First arriving in Chinese universities in the 1920s, Western psychology was largely ignored in China after 1949 when the People’s Republic of China was founded, mainly for political reasons.
Zhang Haiyin, who became a psychiatrist at Shanghai Mental Health Center in 1988 after graduating from The Second Medical School of Shanghai (now part of Shanghai Jiao Tong University), told NewsChina there was no proper training in psychotherapy in the 1980s. Those who wanted to learn had to read on their own or attend seminars.
Qiu Jianyin, director of psychology at Shanghai Mental Health Center, graduated in the 1990s from East China Normal University in Shanghai, one of the first schools with a psychology department. Qiu said that clinical psychology was rarely taught in college at the time, and most in the field relied on internships and on-the-job training.
Public awareness of counseling grew following the Wenchuan Earthquake that devastated parts of Sichuan Province in 2008, when professionals and volunteers poured into the region to treat traumatized survivors. Although more universities started psychology departments since then, there are not enough instructors to go around.
Most psychology graduates pursue careers in academic research, according to Qiao Zhihong, Party secretary of the psychology department at Beijing Normal University. He said while there are more than 100 universities and institutions offering master’s degrees in applied psychology, only half provide courses in counseling, producing under 500 counselors a year.
Adult education programs are a major pathway to certification in counseling. Off-campus training for counselors began in 1988 when German therapist and former Peking University student Margarete Haass‐Wiesegart in cooperation with Professor Wan Wenpeng of the Yunnan Province Psychiatric Hospital in Kunming brought a team of German psychotherapists to China. The team held three workshops covering major schools of psychotherapy. In 1996, Haass‐Wiesegart founded the German-Chinese Academy of Psychotherapy (GCAP). A year later, she started its psychotherapy training program that still runs today. The program, which focuses on psychoanalysis, cognitive behavior and family therapy, provided a rare opportunity for standardized training in the Chinese mainland.
The program is considered the cradle of psychotherapy in China.
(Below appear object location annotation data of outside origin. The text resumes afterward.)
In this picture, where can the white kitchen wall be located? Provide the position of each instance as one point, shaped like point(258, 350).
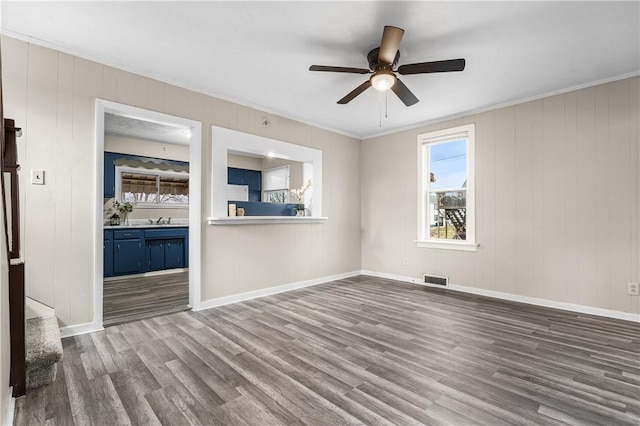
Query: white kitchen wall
point(51, 95)
point(557, 200)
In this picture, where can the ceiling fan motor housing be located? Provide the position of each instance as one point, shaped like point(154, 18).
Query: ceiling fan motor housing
point(375, 65)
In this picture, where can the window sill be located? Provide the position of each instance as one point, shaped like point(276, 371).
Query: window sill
point(448, 245)
point(160, 206)
point(263, 220)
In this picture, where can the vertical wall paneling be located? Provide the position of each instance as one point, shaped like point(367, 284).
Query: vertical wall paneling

Qiu, a former student in the program who now heads GCAP’s China operations, said the program is directly responsible for the development of clinical psychotherapy in China. Subsequently, China started similar training programs with Norway, the US and France.
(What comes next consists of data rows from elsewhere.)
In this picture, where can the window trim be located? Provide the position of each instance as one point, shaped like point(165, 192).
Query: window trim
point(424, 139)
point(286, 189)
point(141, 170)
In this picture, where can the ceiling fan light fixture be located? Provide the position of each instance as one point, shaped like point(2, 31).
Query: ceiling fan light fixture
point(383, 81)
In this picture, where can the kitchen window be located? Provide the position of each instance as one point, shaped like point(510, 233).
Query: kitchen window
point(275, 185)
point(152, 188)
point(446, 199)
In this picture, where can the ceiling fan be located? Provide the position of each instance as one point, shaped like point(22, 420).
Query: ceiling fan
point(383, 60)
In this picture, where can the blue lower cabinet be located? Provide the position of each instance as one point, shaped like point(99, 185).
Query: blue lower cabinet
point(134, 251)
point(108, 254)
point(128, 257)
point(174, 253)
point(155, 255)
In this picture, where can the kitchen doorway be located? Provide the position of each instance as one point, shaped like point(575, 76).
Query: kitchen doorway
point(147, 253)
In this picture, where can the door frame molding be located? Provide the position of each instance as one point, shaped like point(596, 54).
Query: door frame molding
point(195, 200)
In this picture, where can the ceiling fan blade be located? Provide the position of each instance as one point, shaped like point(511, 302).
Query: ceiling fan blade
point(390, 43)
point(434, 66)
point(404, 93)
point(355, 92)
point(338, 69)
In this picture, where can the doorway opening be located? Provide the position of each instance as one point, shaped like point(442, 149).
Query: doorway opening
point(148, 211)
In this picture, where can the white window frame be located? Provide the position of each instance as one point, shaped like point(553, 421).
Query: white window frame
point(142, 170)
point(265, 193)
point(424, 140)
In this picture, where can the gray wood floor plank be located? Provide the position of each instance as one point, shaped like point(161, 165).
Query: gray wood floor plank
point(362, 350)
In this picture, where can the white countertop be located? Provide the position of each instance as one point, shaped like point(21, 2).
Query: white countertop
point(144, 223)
In 2001, counseling became a formally recognized career in China, and the Ministry of Human Resources and Social Security held counseling certification exams from 2002 to 2017. During this period, numerous training programs emerged and about 1.5 million people were accredited. However, the quality of training varied, and the certificate, though still officially valid, is not universally recognized by professional psychology organizations.
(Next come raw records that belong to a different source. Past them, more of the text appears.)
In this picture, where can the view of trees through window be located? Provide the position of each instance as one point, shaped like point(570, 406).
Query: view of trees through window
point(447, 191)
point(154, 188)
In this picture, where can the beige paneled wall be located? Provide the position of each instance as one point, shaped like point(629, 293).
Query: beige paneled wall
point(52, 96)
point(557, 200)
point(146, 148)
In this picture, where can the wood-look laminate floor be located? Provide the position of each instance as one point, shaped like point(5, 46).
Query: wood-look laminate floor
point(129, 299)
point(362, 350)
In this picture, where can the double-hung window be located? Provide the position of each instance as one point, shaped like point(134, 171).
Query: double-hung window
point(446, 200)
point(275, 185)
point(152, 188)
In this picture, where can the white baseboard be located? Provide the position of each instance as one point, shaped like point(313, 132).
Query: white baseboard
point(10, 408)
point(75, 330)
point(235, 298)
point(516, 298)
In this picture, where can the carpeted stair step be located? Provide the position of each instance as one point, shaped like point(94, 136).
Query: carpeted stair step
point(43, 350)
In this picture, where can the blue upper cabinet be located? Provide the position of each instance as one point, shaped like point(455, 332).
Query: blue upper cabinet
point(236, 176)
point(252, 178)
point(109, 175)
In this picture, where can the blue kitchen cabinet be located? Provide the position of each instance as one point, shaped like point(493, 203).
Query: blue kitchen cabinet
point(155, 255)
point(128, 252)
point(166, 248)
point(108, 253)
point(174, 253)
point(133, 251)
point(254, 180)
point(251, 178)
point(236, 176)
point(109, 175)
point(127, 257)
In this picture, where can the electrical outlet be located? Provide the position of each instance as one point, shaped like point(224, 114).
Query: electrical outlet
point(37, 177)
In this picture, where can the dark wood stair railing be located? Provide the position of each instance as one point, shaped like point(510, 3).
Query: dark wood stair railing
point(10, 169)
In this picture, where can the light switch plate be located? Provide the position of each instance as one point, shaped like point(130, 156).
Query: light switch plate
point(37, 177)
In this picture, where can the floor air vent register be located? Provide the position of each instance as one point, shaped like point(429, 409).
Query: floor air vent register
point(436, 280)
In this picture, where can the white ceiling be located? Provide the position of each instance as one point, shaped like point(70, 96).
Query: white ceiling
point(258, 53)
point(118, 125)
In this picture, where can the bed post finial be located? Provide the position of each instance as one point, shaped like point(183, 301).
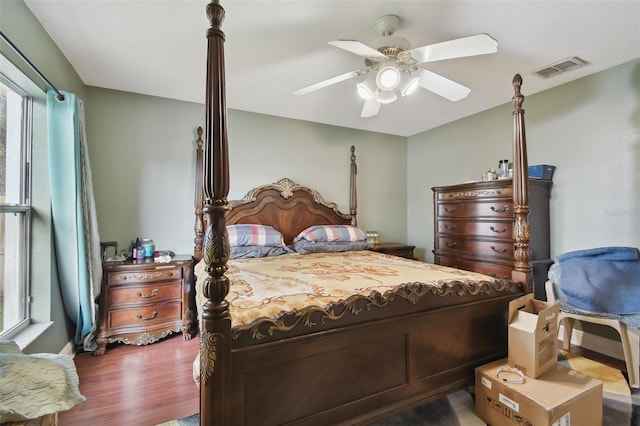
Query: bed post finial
point(521, 233)
point(353, 200)
point(215, 330)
As mental health treatment entered the public consciousness, demand for therapy grew. Over 100 million people aged 15 and older (about 10 percent of the overall population) suffer from mental disorders, while 16 million are diagnosed with severe mental disorders, according to the People’s Daily, citing an epidemiological survey on mental disorders in many regions in 2016. According to the Chinese Association for Mental Health (CAMH), there were less than 30,000 professionally trained counselors in China in 2018, a far cry from the World Health Organization’s recommended ratio of one counselor per 1,000 people.